Quinn had seen firsthand on his last visit how deeply entrenched the doctor was with the Uyghur cause. She generally sided with them over the ethnic Han Chinese, whom she saw as interlopers. She wanted no part in any violent cause or revolution, but if Western China had been a democracy, she’d surely have put out yard signs touting the benefits of a free and separate Uyghur state.

“If anyone knows the whereabouts of the Feng brothers it would be Hajip,” Virk said.

Thibodaux brightened at the sound of a name that would move them forward. “You think this Hajip guy will talk to us?”

“He’ll try and kill you.” Virk chuckled without moving his head while Deuben pulled the last of the sutures tight.
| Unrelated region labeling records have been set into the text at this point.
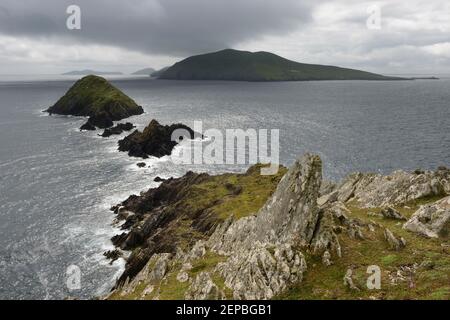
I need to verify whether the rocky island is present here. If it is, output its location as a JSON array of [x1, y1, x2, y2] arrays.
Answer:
[[158, 49, 406, 81], [46, 75, 144, 130], [108, 154, 450, 299], [119, 120, 195, 159]]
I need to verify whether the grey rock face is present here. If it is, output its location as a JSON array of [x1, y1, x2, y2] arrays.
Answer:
[[201, 155, 322, 299], [209, 154, 322, 253], [384, 228, 406, 251], [337, 170, 450, 207], [185, 272, 224, 300], [380, 207, 408, 220], [403, 197, 450, 238]]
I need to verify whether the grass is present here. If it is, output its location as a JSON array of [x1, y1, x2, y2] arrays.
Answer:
[[277, 198, 450, 300], [160, 49, 400, 81], [108, 171, 450, 300], [183, 165, 287, 220], [48, 75, 142, 120]]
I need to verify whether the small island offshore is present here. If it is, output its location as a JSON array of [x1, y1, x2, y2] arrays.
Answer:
[[47, 69, 450, 300]]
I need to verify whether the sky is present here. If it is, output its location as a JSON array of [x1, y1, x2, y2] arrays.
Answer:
[[0, 0, 450, 75]]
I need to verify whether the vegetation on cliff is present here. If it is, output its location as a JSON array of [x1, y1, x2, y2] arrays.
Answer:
[[109, 156, 450, 299], [159, 49, 408, 81], [46, 75, 144, 128], [107, 165, 286, 282]]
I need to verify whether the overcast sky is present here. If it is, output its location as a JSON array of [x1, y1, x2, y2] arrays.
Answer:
[[0, 0, 450, 74]]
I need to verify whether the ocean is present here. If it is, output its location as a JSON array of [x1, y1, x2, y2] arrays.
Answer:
[[0, 76, 450, 299]]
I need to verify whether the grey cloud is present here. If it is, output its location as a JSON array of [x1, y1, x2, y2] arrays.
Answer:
[[0, 0, 310, 56]]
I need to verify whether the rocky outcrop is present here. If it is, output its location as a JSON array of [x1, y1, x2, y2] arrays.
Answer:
[[380, 207, 407, 220], [80, 112, 114, 130], [403, 197, 450, 238], [108, 154, 450, 299], [119, 120, 195, 159], [46, 75, 144, 130], [101, 122, 135, 138], [384, 228, 406, 251], [185, 155, 322, 299], [337, 168, 450, 207], [185, 272, 225, 300], [111, 166, 284, 286]]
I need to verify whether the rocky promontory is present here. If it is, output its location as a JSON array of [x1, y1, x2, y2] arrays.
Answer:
[[108, 155, 450, 299], [119, 120, 196, 159], [46, 75, 144, 130]]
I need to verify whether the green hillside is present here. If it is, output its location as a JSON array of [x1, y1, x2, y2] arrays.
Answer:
[[159, 49, 404, 81]]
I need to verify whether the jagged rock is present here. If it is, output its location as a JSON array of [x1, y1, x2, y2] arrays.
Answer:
[[185, 271, 224, 300], [177, 271, 189, 282], [210, 154, 322, 252], [319, 180, 336, 197], [347, 223, 365, 240], [225, 183, 242, 196], [367, 211, 383, 218], [384, 228, 406, 251], [148, 253, 172, 281], [80, 120, 97, 131], [337, 171, 450, 208], [187, 240, 206, 260], [100, 122, 134, 138], [344, 268, 360, 291], [311, 211, 342, 258], [204, 155, 322, 299], [103, 249, 122, 264], [119, 120, 196, 158], [380, 207, 407, 220], [403, 197, 450, 238], [322, 250, 332, 267], [317, 191, 339, 207], [142, 284, 155, 298], [216, 244, 306, 300], [181, 262, 192, 271], [337, 172, 363, 202]]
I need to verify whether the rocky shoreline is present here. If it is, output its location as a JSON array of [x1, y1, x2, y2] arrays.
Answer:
[[108, 155, 450, 299], [47, 76, 450, 299]]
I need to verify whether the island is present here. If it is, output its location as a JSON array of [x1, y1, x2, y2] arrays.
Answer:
[[62, 69, 123, 76], [158, 49, 406, 81], [150, 67, 170, 78], [132, 68, 156, 76], [119, 120, 196, 159], [46, 75, 144, 130]]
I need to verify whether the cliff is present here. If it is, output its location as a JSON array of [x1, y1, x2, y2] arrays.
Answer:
[[119, 120, 195, 158], [46, 75, 144, 130]]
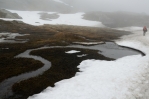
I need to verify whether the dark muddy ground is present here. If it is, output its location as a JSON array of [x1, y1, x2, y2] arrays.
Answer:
[[0, 20, 130, 99]]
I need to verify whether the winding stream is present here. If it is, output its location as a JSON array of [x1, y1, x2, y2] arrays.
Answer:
[[0, 42, 144, 98]]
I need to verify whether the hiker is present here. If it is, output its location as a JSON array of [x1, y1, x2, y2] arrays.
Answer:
[[143, 26, 147, 36]]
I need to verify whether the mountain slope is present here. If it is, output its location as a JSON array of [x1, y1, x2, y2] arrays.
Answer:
[[84, 12, 149, 28], [0, 0, 72, 12]]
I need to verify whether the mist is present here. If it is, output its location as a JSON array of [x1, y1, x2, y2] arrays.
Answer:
[[63, 0, 149, 14]]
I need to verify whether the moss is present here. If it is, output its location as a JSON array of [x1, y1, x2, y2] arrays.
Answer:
[[13, 48, 113, 97]]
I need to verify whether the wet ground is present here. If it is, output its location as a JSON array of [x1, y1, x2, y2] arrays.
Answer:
[[0, 20, 142, 99]]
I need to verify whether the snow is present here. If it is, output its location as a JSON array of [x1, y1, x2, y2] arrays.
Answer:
[[73, 42, 104, 45], [28, 27, 149, 99], [53, 0, 72, 7], [0, 32, 29, 43], [65, 50, 80, 54], [0, 10, 104, 27], [77, 54, 87, 57]]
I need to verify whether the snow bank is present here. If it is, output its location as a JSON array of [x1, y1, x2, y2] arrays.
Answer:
[[65, 50, 80, 54], [28, 28, 149, 99], [0, 10, 104, 27]]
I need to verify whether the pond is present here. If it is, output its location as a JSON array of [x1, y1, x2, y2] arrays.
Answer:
[[0, 42, 143, 97]]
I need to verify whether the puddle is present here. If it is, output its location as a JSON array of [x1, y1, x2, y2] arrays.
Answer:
[[0, 33, 28, 43], [69, 42, 143, 59], [0, 42, 142, 97]]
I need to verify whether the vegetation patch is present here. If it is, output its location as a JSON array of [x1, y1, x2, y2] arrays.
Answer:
[[13, 48, 113, 99]]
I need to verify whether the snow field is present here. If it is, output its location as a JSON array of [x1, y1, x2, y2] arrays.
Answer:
[[28, 28, 149, 99]]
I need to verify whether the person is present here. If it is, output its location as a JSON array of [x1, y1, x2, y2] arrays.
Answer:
[[143, 26, 147, 36]]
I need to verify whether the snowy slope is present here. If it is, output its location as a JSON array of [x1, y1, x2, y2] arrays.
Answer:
[[0, 0, 72, 12], [28, 27, 149, 99], [1, 10, 104, 27]]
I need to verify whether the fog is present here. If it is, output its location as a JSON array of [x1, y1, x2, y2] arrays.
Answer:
[[62, 0, 149, 14]]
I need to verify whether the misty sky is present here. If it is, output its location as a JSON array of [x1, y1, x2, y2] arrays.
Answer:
[[63, 0, 149, 14]]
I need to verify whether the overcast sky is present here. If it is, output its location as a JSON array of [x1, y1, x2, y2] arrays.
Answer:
[[63, 0, 149, 14]]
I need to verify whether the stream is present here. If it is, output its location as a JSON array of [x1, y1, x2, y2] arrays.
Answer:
[[0, 42, 142, 99]]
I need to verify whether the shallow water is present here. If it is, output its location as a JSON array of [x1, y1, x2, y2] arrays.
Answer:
[[0, 33, 28, 43], [0, 42, 142, 97], [69, 42, 142, 59]]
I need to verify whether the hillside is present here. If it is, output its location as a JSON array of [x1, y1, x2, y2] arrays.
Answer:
[[84, 12, 149, 28], [0, 0, 72, 12]]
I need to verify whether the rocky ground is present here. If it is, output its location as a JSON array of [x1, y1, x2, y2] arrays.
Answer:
[[0, 20, 129, 99]]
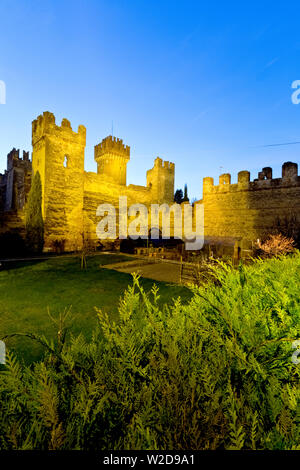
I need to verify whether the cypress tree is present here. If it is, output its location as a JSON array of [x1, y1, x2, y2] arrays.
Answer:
[[25, 171, 44, 253]]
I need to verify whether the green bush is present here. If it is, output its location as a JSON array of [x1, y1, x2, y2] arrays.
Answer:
[[0, 253, 300, 450]]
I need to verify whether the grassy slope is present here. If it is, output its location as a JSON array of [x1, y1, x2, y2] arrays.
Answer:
[[0, 254, 191, 363]]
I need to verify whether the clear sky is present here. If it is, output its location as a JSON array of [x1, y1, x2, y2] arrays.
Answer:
[[0, 0, 300, 199]]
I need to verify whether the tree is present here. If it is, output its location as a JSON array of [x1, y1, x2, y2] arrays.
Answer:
[[174, 189, 183, 204], [256, 233, 295, 258], [25, 171, 44, 253]]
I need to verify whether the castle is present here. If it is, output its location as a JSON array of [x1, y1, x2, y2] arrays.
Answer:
[[0, 112, 300, 251], [0, 112, 175, 251]]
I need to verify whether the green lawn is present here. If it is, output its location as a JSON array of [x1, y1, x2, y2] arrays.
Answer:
[[0, 254, 191, 364]]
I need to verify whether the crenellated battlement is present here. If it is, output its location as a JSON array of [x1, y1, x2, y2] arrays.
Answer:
[[7, 147, 31, 171], [95, 135, 130, 161], [203, 162, 300, 194], [32, 111, 86, 145], [149, 157, 175, 171]]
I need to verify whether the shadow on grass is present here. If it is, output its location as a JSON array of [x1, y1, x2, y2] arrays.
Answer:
[[0, 258, 48, 271]]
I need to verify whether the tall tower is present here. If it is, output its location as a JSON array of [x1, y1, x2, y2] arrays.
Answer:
[[147, 157, 175, 204], [95, 135, 130, 185], [32, 111, 86, 250]]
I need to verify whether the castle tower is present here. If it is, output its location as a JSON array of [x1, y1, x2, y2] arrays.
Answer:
[[32, 111, 86, 250], [95, 135, 130, 185], [147, 157, 175, 204]]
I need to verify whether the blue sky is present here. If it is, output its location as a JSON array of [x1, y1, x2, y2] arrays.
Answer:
[[0, 0, 300, 199]]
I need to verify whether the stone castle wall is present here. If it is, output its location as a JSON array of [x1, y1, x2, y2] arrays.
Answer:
[[199, 162, 300, 240], [32, 112, 175, 250], [0, 112, 300, 250]]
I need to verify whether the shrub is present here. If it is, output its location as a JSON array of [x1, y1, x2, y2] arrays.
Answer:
[[0, 252, 300, 450], [0, 230, 26, 257], [257, 233, 295, 258]]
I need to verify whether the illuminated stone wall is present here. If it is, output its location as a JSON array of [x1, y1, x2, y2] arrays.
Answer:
[[32, 112, 175, 250], [199, 162, 300, 240]]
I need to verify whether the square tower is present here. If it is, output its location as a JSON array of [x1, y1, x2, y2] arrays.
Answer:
[[95, 135, 130, 185]]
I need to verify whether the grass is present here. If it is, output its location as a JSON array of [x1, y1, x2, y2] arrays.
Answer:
[[0, 254, 191, 364]]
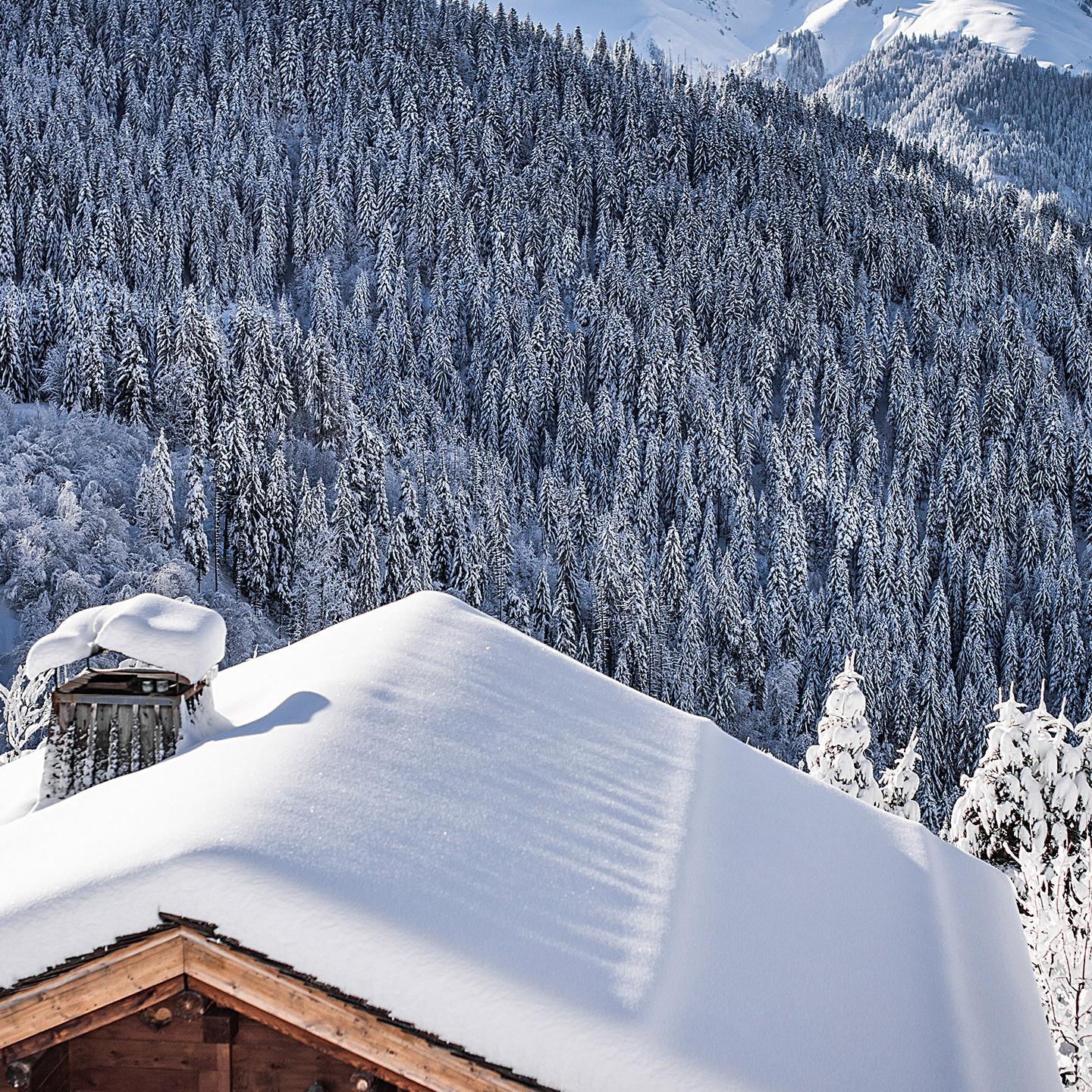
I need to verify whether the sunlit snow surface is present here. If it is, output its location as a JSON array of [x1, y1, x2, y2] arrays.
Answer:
[[27, 592, 226, 682], [519, 0, 1092, 75], [0, 593, 1058, 1092]]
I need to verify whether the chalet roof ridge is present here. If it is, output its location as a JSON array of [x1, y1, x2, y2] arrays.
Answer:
[[0, 911, 559, 1092]]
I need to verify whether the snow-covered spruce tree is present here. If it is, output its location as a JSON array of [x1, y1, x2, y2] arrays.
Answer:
[[136, 429, 174, 549], [1019, 842, 1092, 1092], [806, 652, 883, 808], [0, 664, 52, 755], [880, 732, 921, 822], [949, 689, 1092, 1090], [949, 688, 1056, 879], [182, 446, 211, 586]]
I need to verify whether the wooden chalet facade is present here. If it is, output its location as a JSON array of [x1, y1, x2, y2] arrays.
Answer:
[[0, 916, 554, 1092]]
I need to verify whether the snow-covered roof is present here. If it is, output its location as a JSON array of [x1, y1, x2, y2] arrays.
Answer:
[[0, 593, 1058, 1092], [27, 592, 228, 682]]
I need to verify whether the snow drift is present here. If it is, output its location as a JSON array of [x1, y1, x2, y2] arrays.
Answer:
[[27, 592, 226, 682], [0, 593, 1058, 1092]]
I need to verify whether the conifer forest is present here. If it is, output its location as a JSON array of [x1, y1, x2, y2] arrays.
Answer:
[[0, 0, 1092, 828]]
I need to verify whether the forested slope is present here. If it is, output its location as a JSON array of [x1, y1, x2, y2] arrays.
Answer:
[[0, 0, 1092, 821], [821, 28, 1092, 219]]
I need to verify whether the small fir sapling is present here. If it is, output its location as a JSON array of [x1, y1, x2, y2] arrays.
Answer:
[[806, 652, 883, 808]]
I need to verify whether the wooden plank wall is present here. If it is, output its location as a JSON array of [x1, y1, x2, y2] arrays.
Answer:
[[62, 1001, 391, 1092]]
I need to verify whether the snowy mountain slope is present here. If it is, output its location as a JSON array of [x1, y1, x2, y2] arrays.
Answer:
[[0, 593, 1058, 1092], [824, 35, 1092, 218], [524, 0, 1092, 75]]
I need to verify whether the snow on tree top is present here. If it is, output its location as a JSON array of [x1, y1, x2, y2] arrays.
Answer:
[[27, 592, 226, 682], [0, 593, 1058, 1092]]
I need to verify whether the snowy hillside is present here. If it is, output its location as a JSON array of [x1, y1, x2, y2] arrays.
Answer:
[[0, 593, 1058, 1092], [821, 30, 1092, 218], [532, 0, 1092, 75]]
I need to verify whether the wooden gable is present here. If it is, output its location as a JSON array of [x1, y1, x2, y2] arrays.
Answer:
[[0, 923, 541, 1092]]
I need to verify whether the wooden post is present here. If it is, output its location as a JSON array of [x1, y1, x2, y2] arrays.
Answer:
[[198, 1043, 231, 1092]]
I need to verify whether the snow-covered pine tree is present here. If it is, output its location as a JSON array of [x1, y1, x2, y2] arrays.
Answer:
[[948, 687, 1054, 877], [0, 664, 52, 755], [806, 652, 883, 808], [114, 328, 152, 428], [136, 429, 174, 549], [880, 730, 921, 822], [182, 446, 211, 588]]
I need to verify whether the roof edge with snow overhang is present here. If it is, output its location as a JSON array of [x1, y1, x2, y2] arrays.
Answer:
[[0, 913, 556, 1092]]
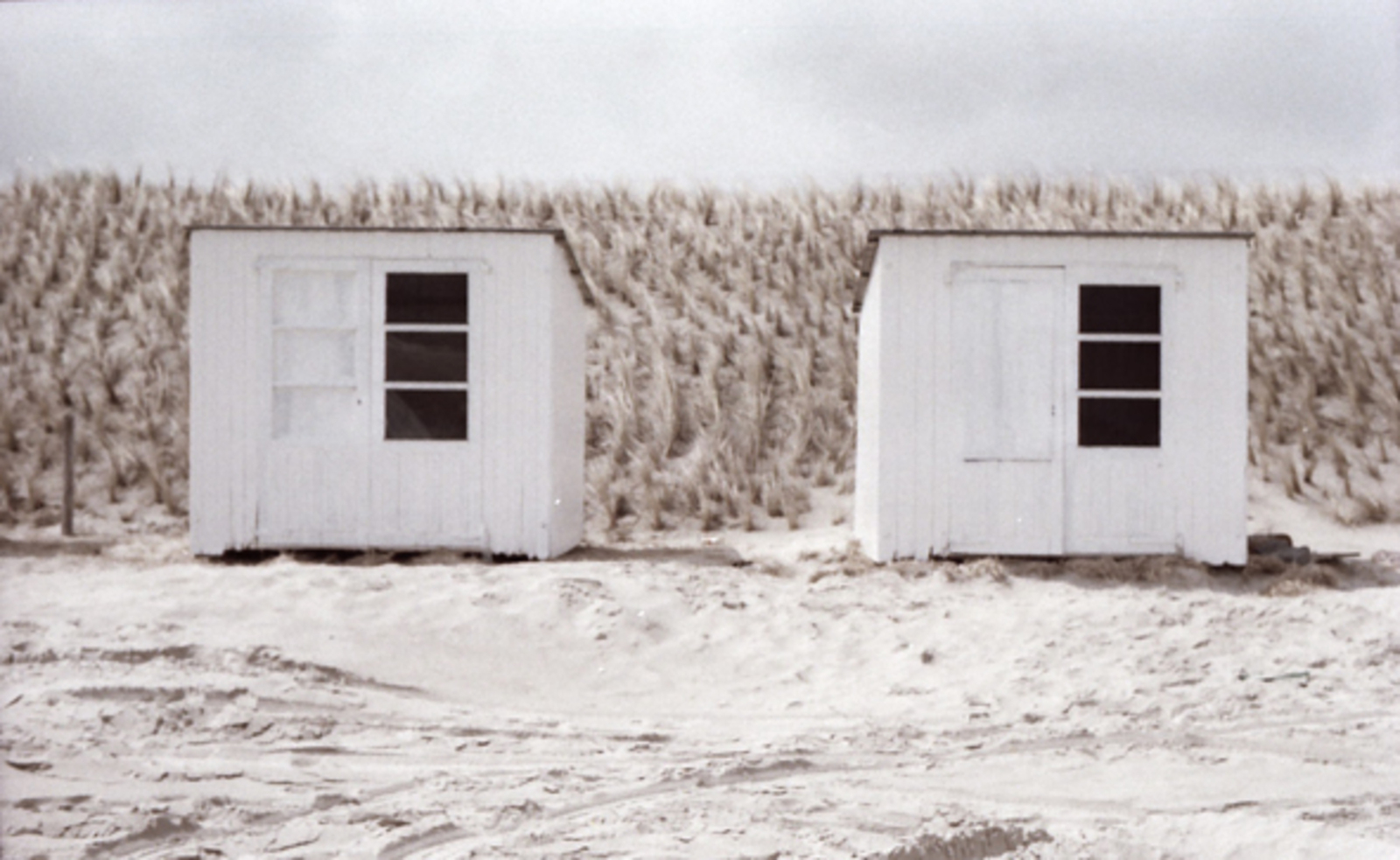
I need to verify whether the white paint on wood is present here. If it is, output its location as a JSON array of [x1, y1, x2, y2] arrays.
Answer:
[[854, 234, 1248, 564], [191, 228, 584, 556]]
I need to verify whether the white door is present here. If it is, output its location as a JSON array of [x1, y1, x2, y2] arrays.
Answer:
[[368, 261, 487, 548], [935, 268, 1064, 555], [259, 261, 369, 546]]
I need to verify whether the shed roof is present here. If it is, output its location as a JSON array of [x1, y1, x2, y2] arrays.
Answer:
[[851, 230, 1255, 312], [185, 224, 597, 307]]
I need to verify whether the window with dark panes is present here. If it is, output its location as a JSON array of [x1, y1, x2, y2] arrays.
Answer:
[[383, 272, 467, 441], [1078, 284, 1162, 448]]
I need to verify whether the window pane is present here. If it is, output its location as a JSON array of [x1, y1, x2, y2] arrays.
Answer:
[[1080, 342, 1162, 391], [273, 329, 355, 385], [1080, 284, 1162, 335], [271, 388, 364, 438], [383, 388, 466, 440], [385, 272, 466, 325], [1080, 398, 1162, 448], [383, 332, 466, 382]]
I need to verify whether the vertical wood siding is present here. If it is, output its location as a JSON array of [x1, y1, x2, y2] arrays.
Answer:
[[856, 235, 1248, 564], [191, 230, 584, 556]]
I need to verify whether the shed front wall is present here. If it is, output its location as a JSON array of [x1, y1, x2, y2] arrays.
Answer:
[[191, 230, 583, 556], [854, 235, 1248, 563]]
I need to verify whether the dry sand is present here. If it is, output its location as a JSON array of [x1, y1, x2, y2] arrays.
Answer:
[[0, 487, 1400, 860]]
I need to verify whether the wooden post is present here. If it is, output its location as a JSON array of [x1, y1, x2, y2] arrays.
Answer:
[[63, 412, 73, 538]]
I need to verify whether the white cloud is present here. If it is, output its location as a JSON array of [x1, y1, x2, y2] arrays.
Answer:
[[0, 0, 1400, 182]]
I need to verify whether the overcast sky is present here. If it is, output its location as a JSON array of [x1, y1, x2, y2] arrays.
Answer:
[[0, 0, 1400, 185]]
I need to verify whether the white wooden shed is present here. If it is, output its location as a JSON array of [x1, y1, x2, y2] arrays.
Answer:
[[189, 227, 590, 557], [854, 231, 1249, 564]]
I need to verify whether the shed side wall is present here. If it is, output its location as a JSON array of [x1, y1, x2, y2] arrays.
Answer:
[[548, 242, 588, 556], [851, 258, 891, 562]]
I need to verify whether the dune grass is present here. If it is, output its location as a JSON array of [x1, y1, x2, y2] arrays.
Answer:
[[0, 172, 1400, 534]]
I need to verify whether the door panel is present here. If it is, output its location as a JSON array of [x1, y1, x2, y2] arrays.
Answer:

He waved his hand over the four unconscious gangsters on the bedroom floor. “But I do not imagine that will prove much of a deterrent for men like you.”

“Hajip is active in the East Turkistan Islamic Movement,” Deuben said. “To tell you truthfully, I am not certain why the Chinese have not already rounded him up.”

“Sounds like a good place to start,” Quinn said, shooting a glance at Thibodaux. “The Feng brothers are ETIM as well.”

“Anyway,” Deuben said. “Hajip will be easy to find. He takes the best spot for his matang cart across the street from the mosque.”

It was not unheard of for matang dealers to use their large and intimidating knives to up the price of their fruit and nut confections after they’d hacked off a piece for a customer. It was delicious but sticky stuff, prone to pulling out fillings, even if the vendor wasn’t the sort to rest a thumb on the balance scale and then haggle with his blade.

Virk groaned and let his head fall back in relief as Deuben finished with her needle. She stood and peeled off her blood-smeared latex gloves and tossed them in the garbage bin.

His full beard had cushioned many of the blows from his attacker, but precise sutures crossed much of the flesh of his cheeks like tiny sections of black train track.

“So you are finished torturing me then,” the Sikh said.

“I am indeed.” Deuben collapsed back on the bed, sitting with her hands in her lap. She looked up at Quinn. “Beijing has doubled our number of PLA soldiers, and that does not take into account the already huge presence of People’s Armed Police and the roving packs of sanctioned thugs they use as leg breakers. Nationalist views are high on both sides all over China, but they burn especially bright here in the west. The average Han soldier will see you as Americans — the enemy. Most Uyghur people are hardworking folk who are happy to see a few tourist dollars — but separatists like Hajip are growing in number. To them, you are an infidel, less than human.” She looked over the top of a prominent, though not unattractive nose. “Many of the people you meet tonight would be all too happy to see you dead.”

“She is right, you know,” Virk said, pulling aside his beard to study his wounded face in a hand mirror. He dabbed at the sutures with the tip of his finger, earning another scolding from Deuben.

“The Uyghurs are armed with religious zeal,” he continued, “not to mention all manner of axes and knives. The Chinese soldiers have guns and the weight of law. Placing yourselves in between these two factions will be an extremely dangerous endeavor. It will require a… delicate touch.”

Thibodaux winked his good eye. “That’s us.” He gave a sickly grin, nodding at the blood-soaked piece of gauze that held Grigor The Mongol’s severed ear. “Delicate.”

Chapter 12

The White House

Everyone stood when President Hartman Drake entered the situation room, but they kept their eyes glued to the door to make certain McKeon followed him in.